SourceForge Headquarters 1320 Columbia Street Suite 310 San Diego, CA 92101 +1 (858) 422-6466

On Saturday 17 April 2004 15:02, Peter Murray-Rust wrote:
> I suggest starting not with deciding what program to write but with what
> the components of a QSAR system are and then deciding what who wants to be
> involved, we have got and setting some realistic scope to what is
> achievable.

Agreed. This is why we need to set up a SF project where we can write these 
things down.

Here's a list:

- building a molecule database
	- read from file/internet
	- draw yourself one by one, or insert from smiles
- browsing the database with 2D and possible 3D structures
- associate activities/properties with those molecules
	- preprocessing
- get mathematical (or other) descriptions of the molecules in the database
	- selection of wanted descriptions
	- ability to use external programs for this
	- descriptor value preprocessing
- statistical analysis of the database (outliers, diversity, etc)
- model building
	- chosing method, and method parameters
- model validation
	- visual validation -> plots
	- statistical validation

I've requested a new SF project ('qsar') yesterday after getting positive 
reactions to my proposal earlier.

Joerg, I did not direct you personaly yet, because I vaguely remembered you 
stating to be on holiday (?), but I might very well be confused here...
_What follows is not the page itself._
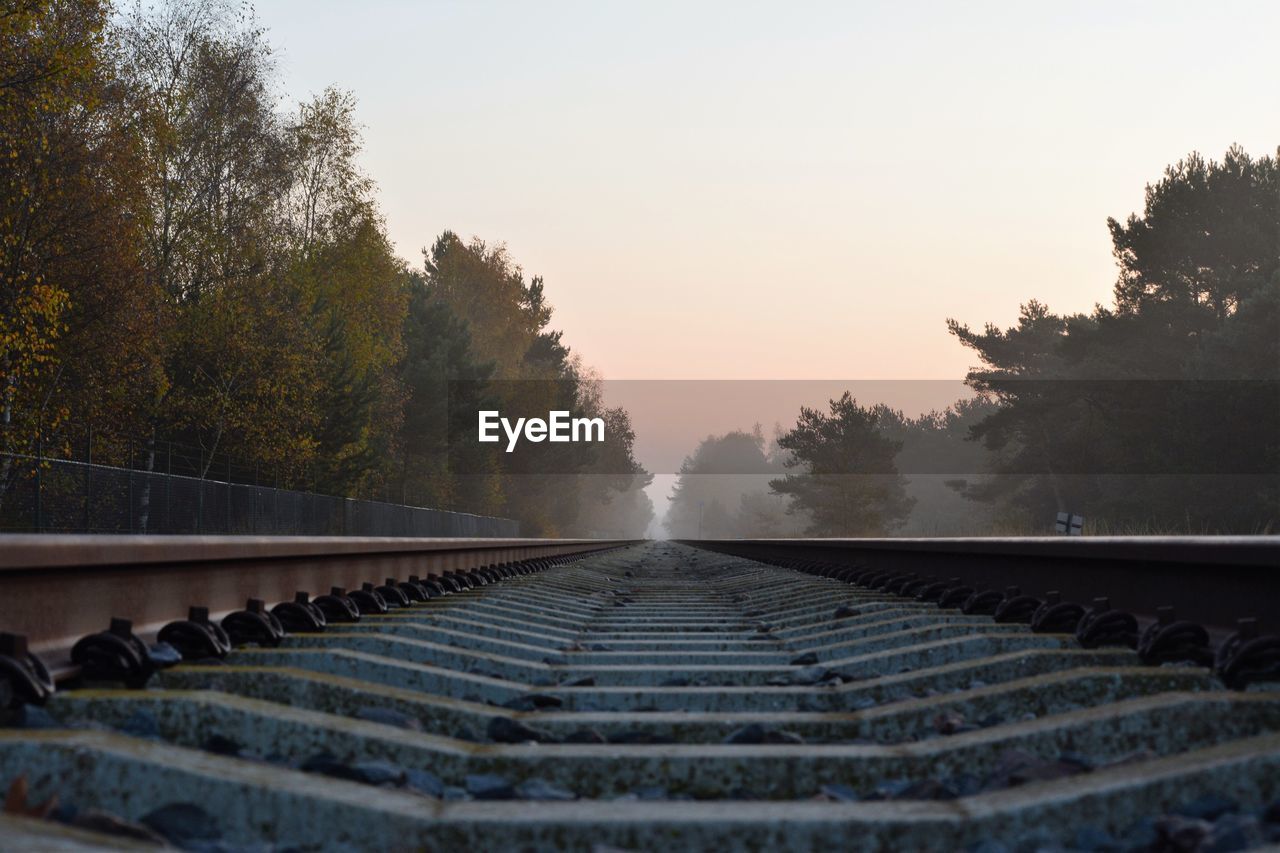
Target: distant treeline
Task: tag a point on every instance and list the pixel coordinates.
(186, 260)
(1159, 414)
I see JOELib as an important part of the new program: it has many descriptors 
implemented, already uses CML2 for storing results, and has an interface to 
Weka.

I also see an important part for CDK: 2D editing/display is a very important 
feature here. And, I expect, some descriptors will be implemented in CDK 
later this year, though this will likely not conflict with those in JOELib.
The reason why I propose CDK's core classes must be obvious.

Hopefully, the QSAR SF project will be approved early next week, and then I 
will start adding requirements, analyses, etc to documentation, hopefully 
together with the others interested. Then we will see how the available OS 
parts fit together.

Egon